Er wohnt auch heute noch und wird immerdar wohnen an diesem Ort trotz aller Unrast der Tage und allen Sturzes alter Begriffe und Ordnungen. Und immer wird der Einheimische wie der Wanderer, der hier innehält, den Segen der Schönheiten dieses Friedhofes empfinden, der uns Zeitgenossen so sehr beglückt.
Mehrfach ist übrigens auch schon der sicherlich sehr beachtenswerte Gedanke erwogen worden, an dieser Stelle ein schlichtschönes, keineswegs aber kostspieliges Gedächtnismal für unsere im Kriege gefallenen Helden zu errichten. Man stelle sich — den Friedhof beherrschend — unterhalb der kleinen Kapelle, die hoch am Walde steht und von der aus die Bläser immer ihre Lieder erklingen lassen — eine Gestalt vor, nach dem Modell des Todesengels, der auf den Schlachtfeldern vor Metzt steht. Einen Engel, den Helm auf dem Haupt, beide Hände von sich gestreckt und auf das Schwert gestützt — wahrlich ein schöneres Denkmal des Krieges, mitten in das Grün gestellt, vor die den mittleren Friedhof beherrschenden Felswand — ein Denkmal, weithin sichtbar, als ein Wahrzeichen einer schweren aber siegbeglückten Zeit — ein Menetekel aber auch für unser jetzt so armes unglückliches deutsches Vaterland.

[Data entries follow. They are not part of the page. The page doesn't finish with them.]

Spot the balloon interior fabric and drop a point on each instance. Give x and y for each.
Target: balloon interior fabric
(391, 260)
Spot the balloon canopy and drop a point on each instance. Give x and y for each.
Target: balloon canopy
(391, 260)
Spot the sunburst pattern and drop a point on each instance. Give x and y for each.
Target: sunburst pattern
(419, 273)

Fern vom Lärm der Straße und des Lebens würde solch ein Denkmal hier an einen Ort zu stehen kommen, wo jeden eine doppelt ergreifende Besinnlichkeit überkommt und nichts den stört, der hier sich einmal sammeln will in Erinnerung an seine im Weltkriege auf dem Felde der Ehre gefallenen Angehörigen. Dazu die herrliche Umgebung des ganzen Friedhofes mit seinem tiefen Schweigen.
Es lohnt sich also sehr wohl, diesem Gedanken einmal näher zu treten.